Create LineRange from plain text file.

Parameters:

file_path – Path to plain text file

static inline LineRange from_plain_file(const std::string &file_path, std::size_t start_line, std::size_t end_line)

Create LineRange from plain text file with line range.

Parameters:
  • file_path – Path to plain text file

  • start_line – Starting line number (1-based, inclusive)

  • end_line – Ending line number (1-based, inclusive)

struct LineReadInput

Input for reading a range of lines from an indexed file.

This structure encapsulates all information needed to read a specific range of lines from an indexed archive (gzip, tar.gz, etc.). Used for lazy evaluation and caching strategies.

Usage:

auto input = LineReadInput::from_file("data.txt")
                 .with_index("/data/.dftindex")
                 .with_range(10, 100);

Public Functions

inline LineReadInput()
inline LineReadInput(std::string file_path_, std::string idx_path_, std::size_t start_line_, std::size_t end_line_)
inline LineReadInput &with_index(std::string idx)
inline LineReadInput &with_range(std::size_t start, std::size_t end)
inline bool operator==(const LineReadInput &other) const
inline bool operator!=(const LineReadInput &other) const
inline std::size_t num_lines() const

Public Members

std::string file_path
std::string index_path
std::size_t start_line
std::size_t end_line

Public Static Functions

static inline LineReadInput from_file(std::string path)
struct Lines

Multiple lines of text.

A collection of lines with convenient constructors for building from vectors of strings or Line objects.

Public Functions

Lines() = default
inline explicit Lines(std::vector<Line> ls)
inline explicit Lines(const std::vector<std::string> &strings)
inline explicit Lines(std::vector<std::string> &&strings)
inline std::size_t size() const
inline bool empty() const

Public Members

std::vector<Line> lines
std::vector<std::string> storage
class StreamingLineReader

Composable utility for streaming line reading from various sources.

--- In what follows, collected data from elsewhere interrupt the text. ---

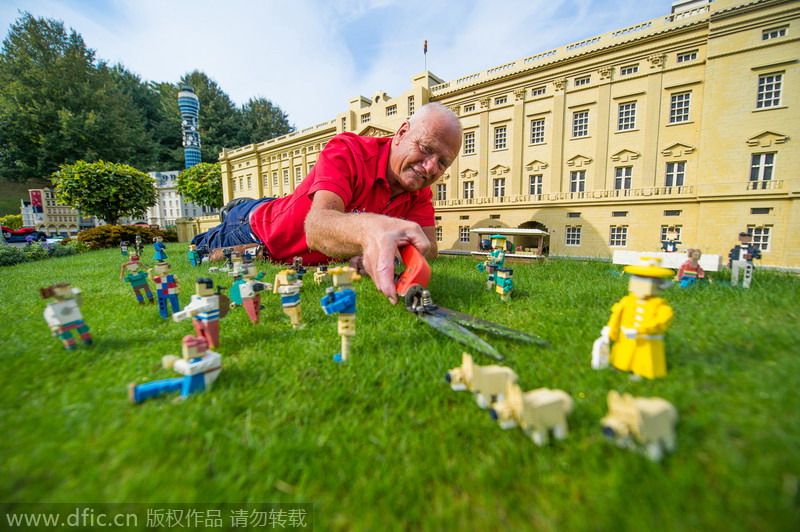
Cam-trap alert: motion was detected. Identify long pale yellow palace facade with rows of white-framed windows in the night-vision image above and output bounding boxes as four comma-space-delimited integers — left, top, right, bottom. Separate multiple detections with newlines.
220, 0, 800, 268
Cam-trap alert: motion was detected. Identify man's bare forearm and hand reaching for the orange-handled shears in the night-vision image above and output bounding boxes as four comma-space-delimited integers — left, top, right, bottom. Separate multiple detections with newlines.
305, 190, 435, 304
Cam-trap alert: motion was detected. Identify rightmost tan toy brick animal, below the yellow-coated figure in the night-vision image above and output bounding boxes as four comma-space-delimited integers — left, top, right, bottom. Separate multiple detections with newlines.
600, 390, 678, 462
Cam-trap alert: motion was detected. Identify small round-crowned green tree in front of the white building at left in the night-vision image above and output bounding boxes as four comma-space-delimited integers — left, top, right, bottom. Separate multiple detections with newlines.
52, 161, 158, 225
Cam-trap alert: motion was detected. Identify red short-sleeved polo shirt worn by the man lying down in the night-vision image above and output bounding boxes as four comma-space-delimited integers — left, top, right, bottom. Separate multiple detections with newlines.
250, 133, 434, 264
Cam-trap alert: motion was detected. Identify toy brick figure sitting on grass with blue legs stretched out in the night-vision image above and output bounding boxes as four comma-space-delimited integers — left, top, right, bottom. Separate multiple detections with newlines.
128, 335, 222, 403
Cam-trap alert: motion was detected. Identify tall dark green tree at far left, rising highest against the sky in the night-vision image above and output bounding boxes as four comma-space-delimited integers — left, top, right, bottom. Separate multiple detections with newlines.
0, 13, 153, 181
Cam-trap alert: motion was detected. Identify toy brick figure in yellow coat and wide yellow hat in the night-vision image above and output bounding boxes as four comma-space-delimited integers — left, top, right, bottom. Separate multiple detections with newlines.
592, 257, 673, 379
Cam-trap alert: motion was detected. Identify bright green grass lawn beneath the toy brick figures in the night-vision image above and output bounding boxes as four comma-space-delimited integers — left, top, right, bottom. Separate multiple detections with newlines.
0, 244, 800, 531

This utility automatically detects the file format and creates the appropriate line iterator. It supports:

  • Indexed compressed files (.gz, .tar.gz) via Reader

  • Plain text files

  • Automatic .dftindex detection for compressed files

Usage:

// Auto-detect format
auto range = StreamingLineReader::read("data.gz");  // Uses index if
available while (range.has_next()) { Line line = range.next();
    // Process line...
}

// Explicit line range
auto range2 = StreamingLineReader::read("data.gz", 100, 200);

// Force plain file reading (no decompression)
auto range3 = StreamingLineReader::read_plain("data.txt");

Public Static Functions

static inline LineRange read(const StreamingLineReaderConfig &config)

Read lines from a file, auto-detecting format and .dftindex.

This method automatically:

  1. Detects if a .dftindex store exists

  2. Creates appropriate reader (indexed or plain)

  3. Returns a LineRange for streaming iteration

Parameters:

config – Configuration for the line reader

Returns:

LineRange for streaming iteration

static inline LineRange read_indexed(sources::IndexedFileLineIteratorConfig &config)

Read lines from a file using indexed reader.

Parameters:
  • file_path – Path to the compressed file

  • config – Indexed reader configuration

  • start_line – Starting line (1-based, inclusive), 0 means start

  • end_line – Ending line (1-based, inclusive), 0 means end

Returns:

LineRange for streaming iteration

static inline LineRange read_plain(const std::string &file_path, std::size_t start_line = 0, std::size_t end_line = 0)

Read lines from a plain text file (no decompression).

Parameters:
  • file_path – Path to the plain text file

  • start_line – Starting line (1-based, inclusive), 0 means start

  • end_line – Ending line (1-based, inclusive), 0 means end

Returns:

LineRange for streaming iteration

static inline coro::AsyncGenerator<Line> read_async(const StreamingLineReaderConfig &config)

Async read lines from a file, auto-detecting format.

Returns an AsyncGenerator<Line> for non-blocking iteration:

auto gen = StreamingLineReader::read_async(config);
while (auto line = co_await gen.next()) {
    co_await process(*line);
}

static inline coro::AsyncGenerator<Line> read_indexed_async(sources::IndexedFileLineIteratorConfig config)

Async read lines from indexed file.

static inline coro::AsyncGenerator<Line> read_plain_async(const std::string &file_path, std::size_t start_line = 0, std::size_t end_line = 0)

Async read lines from plain text file.

static inline coro::AsyncGenerator<Line> read_streaming_gz_async(const std::string &file_path, std::size_t start_line = 0, std::size_t end_line = 0)

Async read lines from compressed file without an index.

Stream-decompresses the file and splits into lines in a single pass, avoiding the overhead of building a .dftindex store.

class StreamingLineReaderConfig

Configuration for StreamingLineReader with fluent API.

Usage:

auto config = StreamingLineReaderConfig()
    .with_file("file.gz")
    .with_index("trace-root/.dftindex")
    .with_line_range(1, 100);

auto range = StreamingLineReader::read(config);

Public Functions

StreamingLineReaderConfig() = default
inline StreamingLineReaderConfig &with_file(const std::string &file_path)
inline StreamingLineReaderConfig &with_index(const std::string &index_path)
inline StreamingLineReaderConfig &with_line_range(std::size_t start_line, std::size_t end_line)
inline const std::string &file_path() const
inline const std::string &index_path() const
inline std::size_t start_line() const
inline std::size_t end_line() const